In this paper, they systematically study different ways of learning concept bottleneck models. Let $L_{c_j}$ be a loss function that measures the discrepancy between the predicted and true j-th concept, and let $L_Y$ measure the discrepancy between predicted and true targets. They consider the following ways to learn a concept bottleneck model $(\hat{f}, \hat{g})$:

  1. The independent bottleneck learns $\hat{f}$ and $\hat{g}$ independently: $\hat{f} = \argmin_{f}\sum_{i}L_{Y}(f(c^{i}); y^i)$, and $\hat{g} = \argmin_{g}\sum_{i,j}L_{C_j}(g_j(x^i);c_j^i)$. While $\hat{f}$ is trained using the true $c$, at test time it still takes $\hat{g}(x)$ as input.

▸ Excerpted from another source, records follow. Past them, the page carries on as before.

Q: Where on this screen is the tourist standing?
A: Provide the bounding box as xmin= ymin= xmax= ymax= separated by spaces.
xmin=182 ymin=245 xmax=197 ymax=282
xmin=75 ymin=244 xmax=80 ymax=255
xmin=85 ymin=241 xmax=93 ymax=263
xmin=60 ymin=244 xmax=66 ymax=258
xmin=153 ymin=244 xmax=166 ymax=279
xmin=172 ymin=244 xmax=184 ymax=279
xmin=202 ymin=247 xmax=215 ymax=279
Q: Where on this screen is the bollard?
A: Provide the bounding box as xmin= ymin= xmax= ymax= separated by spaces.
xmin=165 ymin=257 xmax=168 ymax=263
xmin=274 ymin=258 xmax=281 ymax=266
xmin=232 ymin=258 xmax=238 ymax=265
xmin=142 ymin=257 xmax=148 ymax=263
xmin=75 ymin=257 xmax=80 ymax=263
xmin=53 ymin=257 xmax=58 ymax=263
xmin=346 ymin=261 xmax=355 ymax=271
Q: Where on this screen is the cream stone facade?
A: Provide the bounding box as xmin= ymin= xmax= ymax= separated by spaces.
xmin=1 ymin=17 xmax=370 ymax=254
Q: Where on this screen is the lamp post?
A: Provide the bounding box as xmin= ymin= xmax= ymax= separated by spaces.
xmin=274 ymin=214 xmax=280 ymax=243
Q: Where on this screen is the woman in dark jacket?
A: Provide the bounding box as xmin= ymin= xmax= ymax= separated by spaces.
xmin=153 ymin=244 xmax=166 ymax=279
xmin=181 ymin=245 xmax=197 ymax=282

  2. The sequential bottleneck first learns $\hat{g}$ in the same way as above. But it uses the concept predictions $\hat{g}(x)$ to learn $\hat{f}=\argmin_{f}\sum_{i}L_Y(f(\hat{g}(x^i)); y^i)$.

  3. The joint bottleneck minimizes the weighted sum $\hat{f}, \hat{g} = \argmin_{f,g}\sum_{i}\left[L_Y(f(g(x^i)); y^i) + \lambda \sum_{j} L_{C_j}(g(x^i); c^i)\right]$

  4. The standard model ignores concepts and directly minimizes $\hat{f}, \hat{g} = \argmin_{f,g}\sum_{i}L_{Y}(f(g(x^i)); y^i)$.

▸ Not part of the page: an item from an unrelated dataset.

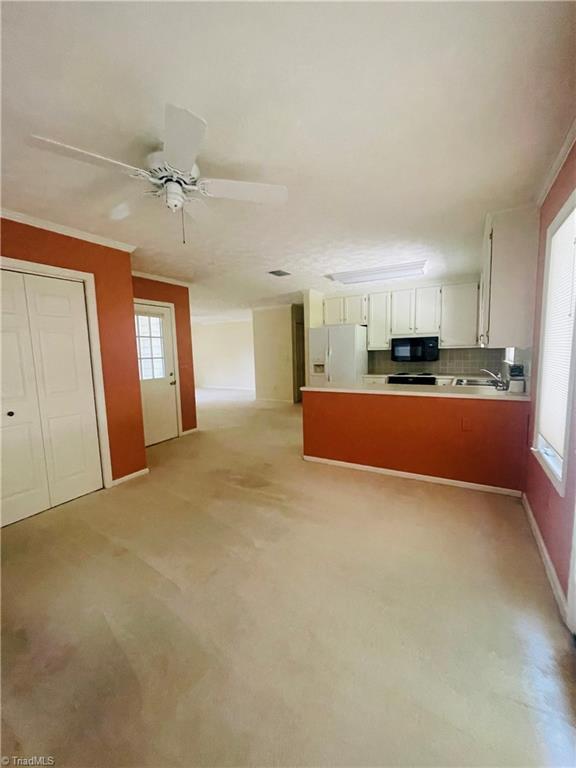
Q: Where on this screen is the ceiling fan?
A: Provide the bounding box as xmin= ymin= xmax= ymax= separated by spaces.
xmin=30 ymin=104 xmax=288 ymax=225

The hyperparameter $\lambda$ in the joint bottleneck controls the tradeoff between concept vs. task loss. They also consider that the standard model is equivalent to taking $\lambda \rightarrow 0$, while the sequential bottleneck can be viewed as taking $\lambda \rightarrow \infty$.

References

Koh, P. W., Nguyen, T., Tang, Y. S., Mussmann, S., Pierson, E., Kim, B., & Liang, P. (2020, November). Concept bottleneck models. In International conference on machine learning (pp. 5338-5348). PMLR.